К востоку от нашего двора лежали заросшие крапивой и бузиной земли старого необитаемого монастыря. Рассказывали, что последний тамошний игумен видел людей насквозь, со всеми их мыслями, тайнами и судьбой. Поэтому он держал особый обет — открывал глаза только тогда, когда рядом никого не было, а все остальное время ходил с черной тряпицей на лице и в сопровождении поводырей из послушников. Может, искушения боялся, а может, просто устал заглядывать в одинаковые человечьи души, затянутые болью и стыдом, будто серой паутиной. А когда власть сменилась и уполномоченные пришли упразднять монастырь, игумен сдернул повязку и все про них сразу увидел. Был он нрава крутого, и монахи решили, что вот сейчас он кощунников обличит, погонит, как торговцев из храма, те обозлятся, и вся братия примет муки за веру. Но игумен только времени попросил до вечера, чтобы монахи пожитки собрали и отслужили последнюю службу. Уполномоченные подивились — мол, сознательный какой мракобес попался, — да и разрешили.
А вечером, когда монастырь опустел, игумен с несколькими стариками, которым идти все равно было некуда, спустился в монастырское подземелье и лестницу деревянную за собой вниз утянул. Так и пропал с концами.

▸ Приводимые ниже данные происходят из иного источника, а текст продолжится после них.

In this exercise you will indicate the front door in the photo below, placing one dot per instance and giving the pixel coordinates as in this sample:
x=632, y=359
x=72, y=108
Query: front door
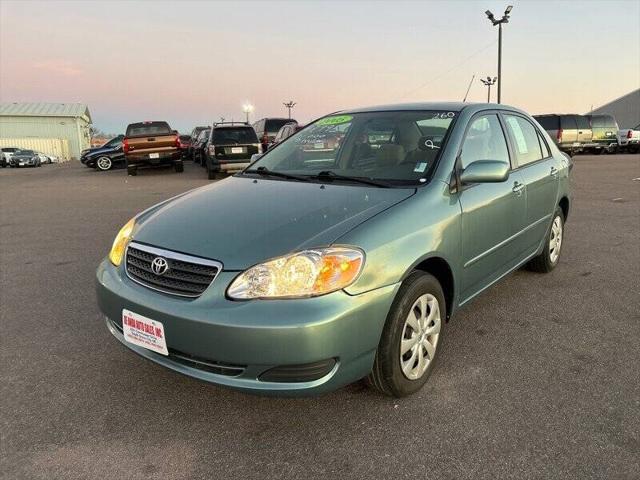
x=492, y=213
x=539, y=170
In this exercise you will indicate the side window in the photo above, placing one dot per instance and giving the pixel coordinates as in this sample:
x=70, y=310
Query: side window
x=583, y=122
x=525, y=139
x=545, y=148
x=484, y=141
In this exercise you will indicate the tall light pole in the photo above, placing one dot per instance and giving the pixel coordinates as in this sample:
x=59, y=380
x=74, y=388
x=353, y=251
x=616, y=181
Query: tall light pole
x=499, y=22
x=290, y=106
x=488, y=82
x=247, y=108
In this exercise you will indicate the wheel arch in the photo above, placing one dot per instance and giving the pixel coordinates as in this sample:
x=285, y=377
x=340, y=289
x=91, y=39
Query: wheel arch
x=442, y=271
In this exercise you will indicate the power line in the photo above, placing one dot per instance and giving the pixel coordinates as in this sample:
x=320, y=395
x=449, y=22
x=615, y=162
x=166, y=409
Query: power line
x=450, y=70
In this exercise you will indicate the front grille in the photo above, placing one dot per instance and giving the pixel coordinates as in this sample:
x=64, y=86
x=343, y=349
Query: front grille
x=200, y=363
x=185, y=275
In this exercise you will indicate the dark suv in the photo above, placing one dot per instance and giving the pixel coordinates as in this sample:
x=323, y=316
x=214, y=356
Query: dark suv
x=229, y=148
x=268, y=128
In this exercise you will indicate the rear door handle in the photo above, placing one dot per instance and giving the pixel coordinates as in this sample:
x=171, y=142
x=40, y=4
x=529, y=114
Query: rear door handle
x=517, y=188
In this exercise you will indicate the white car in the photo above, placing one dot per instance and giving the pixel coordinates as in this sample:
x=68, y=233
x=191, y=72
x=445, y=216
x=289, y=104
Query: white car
x=629, y=139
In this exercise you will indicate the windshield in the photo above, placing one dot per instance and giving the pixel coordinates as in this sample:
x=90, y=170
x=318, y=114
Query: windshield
x=399, y=148
x=234, y=135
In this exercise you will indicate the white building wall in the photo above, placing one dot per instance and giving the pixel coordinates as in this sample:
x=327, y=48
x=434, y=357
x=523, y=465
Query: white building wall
x=74, y=130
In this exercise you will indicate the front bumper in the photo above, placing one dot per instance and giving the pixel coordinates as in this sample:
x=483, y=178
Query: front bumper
x=254, y=336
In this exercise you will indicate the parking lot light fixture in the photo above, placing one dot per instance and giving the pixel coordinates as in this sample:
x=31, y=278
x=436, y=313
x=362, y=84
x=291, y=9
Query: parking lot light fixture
x=247, y=108
x=289, y=105
x=494, y=21
x=488, y=82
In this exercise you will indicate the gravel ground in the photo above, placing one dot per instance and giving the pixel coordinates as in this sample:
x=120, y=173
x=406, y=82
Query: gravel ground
x=538, y=378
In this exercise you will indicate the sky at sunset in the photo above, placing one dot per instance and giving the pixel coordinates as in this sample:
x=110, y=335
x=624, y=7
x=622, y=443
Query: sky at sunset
x=193, y=62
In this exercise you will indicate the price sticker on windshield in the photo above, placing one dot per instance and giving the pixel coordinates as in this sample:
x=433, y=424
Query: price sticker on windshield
x=335, y=120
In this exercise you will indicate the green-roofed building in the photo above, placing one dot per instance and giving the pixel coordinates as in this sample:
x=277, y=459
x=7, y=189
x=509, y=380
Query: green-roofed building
x=60, y=129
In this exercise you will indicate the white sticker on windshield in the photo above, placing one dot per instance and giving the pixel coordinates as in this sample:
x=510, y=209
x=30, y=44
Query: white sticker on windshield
x=420, y=167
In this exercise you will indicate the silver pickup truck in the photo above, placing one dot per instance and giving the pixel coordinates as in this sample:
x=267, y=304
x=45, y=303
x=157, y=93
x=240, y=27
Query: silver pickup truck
x=629, y=139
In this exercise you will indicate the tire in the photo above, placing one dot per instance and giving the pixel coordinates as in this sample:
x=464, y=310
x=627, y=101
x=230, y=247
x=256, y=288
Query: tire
x=104, y=163
x=387, y=375
x=549, y=258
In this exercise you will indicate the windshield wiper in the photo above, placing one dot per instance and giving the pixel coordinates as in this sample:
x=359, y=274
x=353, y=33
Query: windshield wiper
x=329, y=175
x=265, y=172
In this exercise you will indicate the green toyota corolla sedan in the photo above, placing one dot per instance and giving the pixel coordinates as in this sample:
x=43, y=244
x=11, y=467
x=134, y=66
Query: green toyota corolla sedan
x=342, y=252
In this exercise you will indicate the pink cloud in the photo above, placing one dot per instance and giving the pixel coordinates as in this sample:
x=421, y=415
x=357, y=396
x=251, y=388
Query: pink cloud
x=59, y=67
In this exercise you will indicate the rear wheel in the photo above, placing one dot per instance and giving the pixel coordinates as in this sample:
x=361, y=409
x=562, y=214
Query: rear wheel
x=104, y=163
x=409, y=343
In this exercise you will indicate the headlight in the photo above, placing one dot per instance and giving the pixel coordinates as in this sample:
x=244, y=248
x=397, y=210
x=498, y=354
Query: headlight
x=120, y=243
x=303, y=274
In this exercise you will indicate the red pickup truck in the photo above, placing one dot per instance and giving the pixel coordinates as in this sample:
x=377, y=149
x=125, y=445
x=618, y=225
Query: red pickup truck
x=151, y=144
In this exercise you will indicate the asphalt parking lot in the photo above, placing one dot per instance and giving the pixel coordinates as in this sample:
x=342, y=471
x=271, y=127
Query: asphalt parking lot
x=538, y=378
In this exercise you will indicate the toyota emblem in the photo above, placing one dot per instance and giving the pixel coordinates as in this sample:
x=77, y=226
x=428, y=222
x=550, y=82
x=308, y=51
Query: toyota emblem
x=160, y=266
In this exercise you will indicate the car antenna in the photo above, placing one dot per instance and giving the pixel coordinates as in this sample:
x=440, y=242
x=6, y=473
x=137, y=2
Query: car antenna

Ходов подземных под тем монастырем было великое множество, своды каменные, а кладка такая, что сразу видно — они тут гораздо раньше самого монастыря появились. Монахи и сами туда спускаться боялись, перешептывались, что один ход под реку ведет, другой — к самому Кремлю, а есть еще особый, самый древний, который вниз куда-то тянется, под таким уклоном, что волей-неволей не идти — бежать начинаешь, а куда бежишь — неведомо, может, к самому черту в пекло.
Явились комсомольцы монастырь для новой жизни обустраивать — а из-под земли шум слышится, звон колокольный, голоса… И поют. Причем не что-нибудь, а анафему, и каждому, кто прислушивался, казалось, что именно его имя выпевают. И такая тоска от этого пения людей брала, такая тревога мучила, что никто в монастыре дольше недели не выдерживал. Спускались в подземелья целыми отрядами искать вредителей, и дымом выкуривать пытались, и гранаты бросали. Наконец замуровали все ходы, что на поверхность вели, — и все равно без толку. Как ночь наступит — поют. Кому-то даже огоньки, прямо из-под ног вылетающие, чудились, а кому-то — смех подземный, басовитый, точь-в-точь как у игумена.
Так монастырь и остался стоять необитаемый. В войну только склад там продовольственный сделали — так все плесневело, сохло и тухло прямо на глазах. А баба одна шебутная, как узнала, что тут, мол, место проклятое, мертвые монахи из-под земли анафему поют, — решила их позвать. Так при всех и объявила: покажитесь, мол, кавалеры подземные, у нас-то тут нехватка, да и вам небось несладко. Уж неизвестно, показался ей кто или нет, а только на следующее утро нашли ее на складе в обнимку с мешком — простоволосая сидела, чумазая, глаза пустые и ни словечка сказать не может. Увезли ее куда-то быстренько, и дело с концом.